Apre il centro commerciale in periferia e ci piazzano dentro (o appena fuori) l’hamburgerificio. Chiude la tintoria, subentra l’hamburger gourmet. Inaugurano il nuovo sito internet di gastronomia e via subito con la top ten dei migliori hamburger in town. E se fosse tutta fuffa?
Se lo domanda giustamente da un po’ Cesare Battisti, chef del Ratanà di Milano, per il quale già nelle sue radici popolari «L’hamburger è un’espressione di non-cucina: carnaccia trita, sporcata da salse immani e chiusa da due fette di pane ignobile». Se, insomma, vogliamo nobilitarlo e non solo seguire in trance le sirene del business facile (mica sempre vero, poi), «Occorre almeno fare lo sforzo di ragionare su quello che stiamo facendo».

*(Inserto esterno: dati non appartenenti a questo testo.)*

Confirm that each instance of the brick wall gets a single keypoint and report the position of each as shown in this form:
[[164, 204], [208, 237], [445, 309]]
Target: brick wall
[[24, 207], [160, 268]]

«Intanto», incalza il cuoco, «se davvero dichiaro di fare uso esclusivo di ingredienti pazzeschi, perché mai dovrei ripetere lo schema classico della carne cotta con la fetta di cipolla cruda? Il paradigma va invertito: carne cruda e cipolla (o scalogno) cotta». La trasposizione intelligente di un piatto senz’anima la puoi fare e disponi di grandi materie prime come la tartare di fassona piemontese («Muscolo anteriore o posteriore, non tagli nobili, l’importante è che sia ben frollata»), per esempio quella dei ragazzi dell’Annunciata di Milano, e cipollotti rossi, cipolle di Breme in stagione o scalogni banana».
Fatto il contenuto, passiamo alle due fette di pane, punto storicamente debolissimo: «Le cose forse stanno cambiando, ma negli Stati Uniti la cultura del pane non è mai brillata: quello dell’hamburger è fatto spesso lievitare con l’ammonio. E per loro impastare solo acqua e farina è ridicolo: ci aggiungono zucchero, latte… pensate al pane degli hot dog». Quello di
Battisti è da formula uno: «Uso l’
Amj (iniziali di
Alexandre Marius Jacob, anarchico francese,
ndr) di
Eugenio Pol: è una miscela di farine di antichi grani duri: russello, timilia, margherito, strazzavisaz, senatore cappelli, grano del faraone… Un composto incredibile».
L’ultimo fattore non è certo il meno importante: «Tu puoi anche usare materie prime incredibili, ma se sbagli la temperatura di servizio diventa tutto inutile». Regola da applicare alla cucina tutta. Nel nostro caso: «Non c’è niente di peggio che addentare un hamburger classico con carne rovente e verdure o pomodori freddi. O un hamburger di tartare con la carne appena tirata fuori dal frigo. Questa dev’essere servita a temperatura ambiente, con le verdure leggermente più calde».
Disclaimer finale prima della ricetta: l’hamburger di Battisti non lo trovate in carta al Ratanà. «Lo faccio solo agli amici più cari».
L’hamburger al contrario di Cesare Battisti
INGREDIENTI
2 fette di pane Amj di Eugenio Pol
130 g tartare di fassona piemontese
mezza cipolla, cipollotto o scalogno
2-3 pomodori confit
salsa verde
3 germogli di cicoria
guanciale di cinta senese
sale e olio

Cesare Battisti è Chef Ambassador di Expo 2015
PROCEDIMENTO
per i pomodorini confit
Appassirli in forno (90°C per 90 minuti) con sale, zucchero e uno spicchio d’aglio.
per i germogli di cicoria
scottarli nell’acqua acidulata e conservarli sottolio.
Un’ora prima del servizio, tirare fuori dal frigorifero la tartare. In una padella, cuocere il guanciale. Nel grasso ottenuto, cuocere la cipolla tagliata a fette molto sottili. Adagiare le fette ben calde di cipolla sopra alla carne per farla intiepidire. Tostare le due fette di pane in forno per 5 minuti a 180°C. Spennellarle con salsa verde (leggera: senz’aglio e con pochissime acciughe). Aggiungere la tartare, i pomodorini confit, i germogli di cicoria e rifinire con qualche fiocco di sale.